You might not ever make a movie if you didn’t get up off your canisters, and the 48 Hour Film Project pushes aspirants to do that with a two-day deadline, a required line of dialogue, a prop and a character.
This outing involves a character named Nat or Natalie Uplifter, a therapist; the phrase “I have (or I've) been trying to tell you;" and the prop is a letter.
These were passed down by Ruppert to Richmond event producer Ellie St. John moments before groups gathered at the Camel on July 18 to pick their genres from a hat. Filmmakers then raced off to figure out how to put those elements into a romantic comedy or a dark comedy, a buddy picture, a family film, a science-fiction opus and the like.
Actor and producer St. John helmed the project for five years, then took three years off until returning this year. Her job requires multi-tasking. She’s an event planner in charge of securing venues and arranging the meet-and-greets, an emcee and front office paper-router. And she finds selectors who deliberate over the films and decide which ones will end up on the Byrd’s big screen beginning at 1:30 p.m. Sunday for both judges and people’s choice awards.
The 2015 Richmond 48 Hour Project drew appropriately 48 teams, though 42 made it in by the deadline and a few of them by seconds. “Some teams fall apart,” St.

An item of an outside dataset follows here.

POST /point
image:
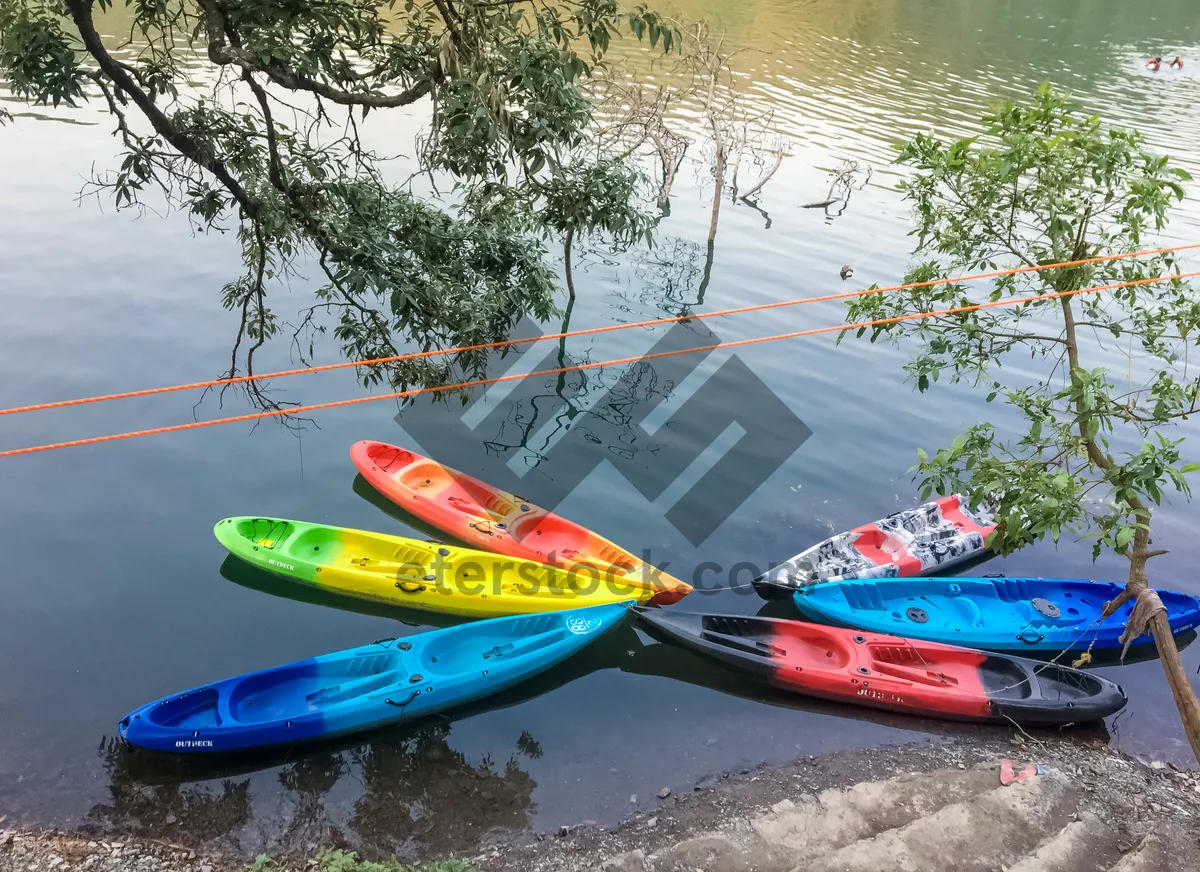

John says. Just like in the indie world, where films get started but never finished due to funding or any number of woes. Ever see Living In Oblivion? (Peter Dinklage alert)
St. John wants the general public to attend the Sunday screenings. The judges have narrowed the field to 14. They are:
Ready or Not by Team Team Team
T/I by Iridescent Films
Fool Me Twice by Pixel Drop
Eat by Shields Shoes
Beyond Help by Housecat
N.A.T. 3000 by STOP! everything
Run by Unboxed
Nat Uplifter and the Downtrodden by One by One
Shelter by The Casual Gentlemen
Justice Fists of Fury by Cracker Funk
I Prefer Abby by The Kitchen
Wrecktify by WECP
Does Steve Buscemi Dream of Electric Sheep? by Cinema Garbage
The Loud Imaginings of Noah the Mute by The Heights
Tickets for the screening are $10 cash at the window, but can be purchased online ahead of time here.
For the filmmakers, stakes are advancement into festivals, including entry into the Fifth Annual Richmond International Film Festival coming in February.
Then comes in another part of St. John's responsibilities: Compassionate Letter Downer and Encourager For the Future. "One of the worst parts of my job is disappointing people when they're told they didn't get in to the finals," St. John says.
But that's the business of show. And as several repeat directors and participants in the mix who've been through the process a few years can attest, there's always next year.